Author of the “Digital Era”
Founder and CEO of Fintech Solutions LLC
The P2P lending market, a service that represents a mechanism for borrowing money between individuals through special online platforms, grew almost unnoticed and gained momentum. For our people, a parallel with mutual aid bureaus immediately arises here. Worldwide P2P lending amounts to tens of billions of dollars and steadily grows. Let’s try to understand the reasons for such popularity and high demand.
It seems that life itself and new financial realities have become the driving force of the new service. Constantly repeated financial crises impacted severely the world and banking systems. As a result, the banks tightened their belts and paid huge fines to the regulators. Since 2009, regulators in the United States and Europe have penalized banks for non-compliance in total for $342 billion. By 2020, this figure is likely to grow up to $400 billion. All these circumstances resulted in a substantial decrease of banks’ lending and remittance services. Thus, it became almost impossible to get loans from the banks for both individuals and SMEs. In response to unsatisfied demand, a new huge market in the form of P2P lending has grown.

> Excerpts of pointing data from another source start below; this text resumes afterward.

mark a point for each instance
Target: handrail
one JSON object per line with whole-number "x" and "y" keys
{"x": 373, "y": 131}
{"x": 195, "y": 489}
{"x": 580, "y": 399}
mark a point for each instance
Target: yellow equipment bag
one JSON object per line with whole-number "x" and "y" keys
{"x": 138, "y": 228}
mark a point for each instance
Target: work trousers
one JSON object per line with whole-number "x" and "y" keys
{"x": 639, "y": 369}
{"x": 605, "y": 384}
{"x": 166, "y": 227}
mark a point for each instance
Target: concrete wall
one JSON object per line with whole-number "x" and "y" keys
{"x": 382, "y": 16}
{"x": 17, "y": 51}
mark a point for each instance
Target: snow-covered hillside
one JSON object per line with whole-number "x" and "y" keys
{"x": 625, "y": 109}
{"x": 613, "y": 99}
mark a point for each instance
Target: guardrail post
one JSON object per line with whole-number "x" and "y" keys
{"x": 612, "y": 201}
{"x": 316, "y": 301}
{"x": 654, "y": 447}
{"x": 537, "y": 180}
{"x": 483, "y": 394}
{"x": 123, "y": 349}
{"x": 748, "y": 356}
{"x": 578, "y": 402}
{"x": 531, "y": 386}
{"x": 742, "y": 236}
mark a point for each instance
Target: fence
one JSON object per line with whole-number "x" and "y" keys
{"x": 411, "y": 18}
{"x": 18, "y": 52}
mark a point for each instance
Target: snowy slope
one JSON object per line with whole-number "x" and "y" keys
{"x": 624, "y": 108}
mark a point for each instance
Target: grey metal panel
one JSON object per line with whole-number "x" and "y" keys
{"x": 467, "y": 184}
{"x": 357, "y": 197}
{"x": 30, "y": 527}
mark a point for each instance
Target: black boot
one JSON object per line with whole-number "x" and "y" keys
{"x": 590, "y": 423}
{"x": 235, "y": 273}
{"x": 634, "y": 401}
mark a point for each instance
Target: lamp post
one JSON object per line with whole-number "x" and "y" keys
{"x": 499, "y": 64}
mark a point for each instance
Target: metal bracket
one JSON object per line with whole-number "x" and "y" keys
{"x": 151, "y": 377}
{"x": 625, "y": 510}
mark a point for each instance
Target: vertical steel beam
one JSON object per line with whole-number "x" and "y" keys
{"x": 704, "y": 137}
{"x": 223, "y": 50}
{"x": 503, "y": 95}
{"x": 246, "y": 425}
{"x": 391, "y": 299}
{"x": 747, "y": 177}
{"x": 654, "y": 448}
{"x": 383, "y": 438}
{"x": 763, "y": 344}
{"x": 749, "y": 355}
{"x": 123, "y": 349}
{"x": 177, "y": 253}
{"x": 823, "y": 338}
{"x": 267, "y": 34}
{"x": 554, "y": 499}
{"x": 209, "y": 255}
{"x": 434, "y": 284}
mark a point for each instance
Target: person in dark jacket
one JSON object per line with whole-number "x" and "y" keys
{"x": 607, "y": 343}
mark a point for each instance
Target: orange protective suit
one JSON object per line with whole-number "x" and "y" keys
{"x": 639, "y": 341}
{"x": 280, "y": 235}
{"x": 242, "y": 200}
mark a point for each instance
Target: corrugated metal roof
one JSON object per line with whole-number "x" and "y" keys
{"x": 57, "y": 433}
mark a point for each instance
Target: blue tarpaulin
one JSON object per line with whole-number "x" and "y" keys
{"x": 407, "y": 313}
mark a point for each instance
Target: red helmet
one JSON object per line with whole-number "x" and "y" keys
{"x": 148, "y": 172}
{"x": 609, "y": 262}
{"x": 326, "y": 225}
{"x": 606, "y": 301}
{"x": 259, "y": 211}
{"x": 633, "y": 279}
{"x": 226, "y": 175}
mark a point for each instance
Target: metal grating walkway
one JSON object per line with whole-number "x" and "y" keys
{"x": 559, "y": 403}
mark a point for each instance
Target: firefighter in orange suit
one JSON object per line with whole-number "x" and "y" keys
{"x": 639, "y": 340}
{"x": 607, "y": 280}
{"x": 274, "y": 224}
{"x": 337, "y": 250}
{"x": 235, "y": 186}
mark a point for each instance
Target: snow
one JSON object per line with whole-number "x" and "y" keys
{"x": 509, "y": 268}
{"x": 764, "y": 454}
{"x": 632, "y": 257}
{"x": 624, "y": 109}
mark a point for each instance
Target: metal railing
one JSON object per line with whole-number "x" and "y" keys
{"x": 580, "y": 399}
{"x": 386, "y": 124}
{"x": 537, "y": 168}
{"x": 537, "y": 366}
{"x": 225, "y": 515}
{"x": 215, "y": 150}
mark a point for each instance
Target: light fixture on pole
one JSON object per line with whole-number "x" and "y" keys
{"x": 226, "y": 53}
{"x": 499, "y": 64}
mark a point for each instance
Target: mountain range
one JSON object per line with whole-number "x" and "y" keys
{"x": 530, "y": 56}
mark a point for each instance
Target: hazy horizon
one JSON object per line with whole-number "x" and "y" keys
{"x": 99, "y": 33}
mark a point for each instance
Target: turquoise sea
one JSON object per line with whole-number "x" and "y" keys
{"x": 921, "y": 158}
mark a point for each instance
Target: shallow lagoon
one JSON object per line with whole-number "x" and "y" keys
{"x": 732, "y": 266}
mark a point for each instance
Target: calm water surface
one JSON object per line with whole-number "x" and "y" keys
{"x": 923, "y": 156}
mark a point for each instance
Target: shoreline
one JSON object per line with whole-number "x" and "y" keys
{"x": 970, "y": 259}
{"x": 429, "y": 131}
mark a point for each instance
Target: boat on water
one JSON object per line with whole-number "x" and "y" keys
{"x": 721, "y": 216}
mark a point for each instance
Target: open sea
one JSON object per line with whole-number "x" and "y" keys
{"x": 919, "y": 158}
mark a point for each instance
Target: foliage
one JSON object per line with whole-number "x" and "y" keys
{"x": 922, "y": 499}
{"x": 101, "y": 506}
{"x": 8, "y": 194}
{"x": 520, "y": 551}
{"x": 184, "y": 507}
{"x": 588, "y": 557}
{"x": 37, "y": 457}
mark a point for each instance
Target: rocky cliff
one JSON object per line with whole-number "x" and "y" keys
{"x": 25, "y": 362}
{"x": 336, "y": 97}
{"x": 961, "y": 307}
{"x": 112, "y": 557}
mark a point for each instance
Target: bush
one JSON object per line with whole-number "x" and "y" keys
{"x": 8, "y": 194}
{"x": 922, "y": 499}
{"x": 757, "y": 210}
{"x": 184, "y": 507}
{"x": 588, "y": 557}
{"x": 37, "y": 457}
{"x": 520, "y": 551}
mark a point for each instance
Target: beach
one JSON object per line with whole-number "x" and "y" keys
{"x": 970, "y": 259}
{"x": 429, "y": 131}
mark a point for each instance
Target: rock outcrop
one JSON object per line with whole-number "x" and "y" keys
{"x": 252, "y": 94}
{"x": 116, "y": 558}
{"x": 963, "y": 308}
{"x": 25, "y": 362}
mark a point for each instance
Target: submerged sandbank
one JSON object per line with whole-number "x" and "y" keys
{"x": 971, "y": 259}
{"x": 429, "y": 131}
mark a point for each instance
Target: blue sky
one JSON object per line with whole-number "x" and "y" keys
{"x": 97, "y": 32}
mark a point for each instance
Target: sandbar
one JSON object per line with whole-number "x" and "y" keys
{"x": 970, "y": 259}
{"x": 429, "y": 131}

People who do not have enough money or entrepreneurs who need funding – they all have difficulty with access to bank loans. For various reasons, they either do not maintain the high standards of the bank to the borrower and get refusals, or the amount of lending does not match their needs. And when banks, VCs, angel investors cannot help businesses with financing, P2P lending platforms appear on the “scene”. The following figure clearly demonstrates the relevance of this new superpower – the annual growth of such platforms in 2013-2018 is approximately 513%.
The main feature of P2P lending is that it occurs without the traditional intermediary in the form of a bank and, as a rule, in the online mode. Borrowers are looking for funds on lending platform sites. The financial offering on such platforms is more favorable in comparison to the terms and conditions of the incumbents. Investors are also attracted to the same platforms in search of higher returns on investment.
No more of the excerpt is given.